Losses must be financed and it is very difficult for these companies to do so. Many of these so-called unicorn startups have seen their stock prices fall by more than 50% in the past year, and many of these stocks have fallen by more than 90%. WeWork isn’t the only unicorn turning into a coin stock.

These declines in stock prices make it difficult and expensive to issue additional stock to raise funds to cover ongoing losses. Meanwhile, rising interest rates increase the cost of servicing existing debt and make it harder and more expensive to issue more debt.

Many unicorns will soon go bankrupt or be bought at fire sale prices. The failure of Uber or WeWork is 10 times larger than past lost venture-capital funding. A wave of unicorn failures will send tremors through financial markets, but the federal government is unlikely to use the “too-big-to-fail” excuse to intervene.

Although the startups in the table are American companies, unicorn startups in other countries have similar problems: European Startups (Delivery Hero XE:DHER),
Deliveroo UK:ROO,
and Sage UK: Sage
); The Chinese (DD DDI,
Kuaishou HK: 1024,
Billy Billy and Pinduo Duo PDD
); Indians (Ola, Paytm and Zomato IN:543320
) and Singaporeans (Grab and SEA) also have multi-billion dollar cumulative losses.

New records among unicorn companies will soon be set around the world – but they won’t be as good as records for filling candles, spinning basketballs and scratching.

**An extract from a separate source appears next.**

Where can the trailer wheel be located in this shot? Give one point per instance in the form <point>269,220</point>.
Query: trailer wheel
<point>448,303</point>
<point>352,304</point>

Jeffrey Lee Funk is an independent technology consultant and former university professor who focuses on the economics of new technologies. Gary Smith is the Fletcher Jones Professor of Economics at Pomona College. He is the author of “Money Machine: The Surprising Power of Value Investing” (AMACOM 2017), author of “AI Delusion” (Oxford, 2018) and co-author (with Jay Cordes) of The 9 Traps. Data Science” (Oxford 2019).

More: A squeeze on corporate profits is now the biggest threat to the stock market.

in addition Savvy investors invest their money in a company’s true profits — not Wall Street’s false prophets.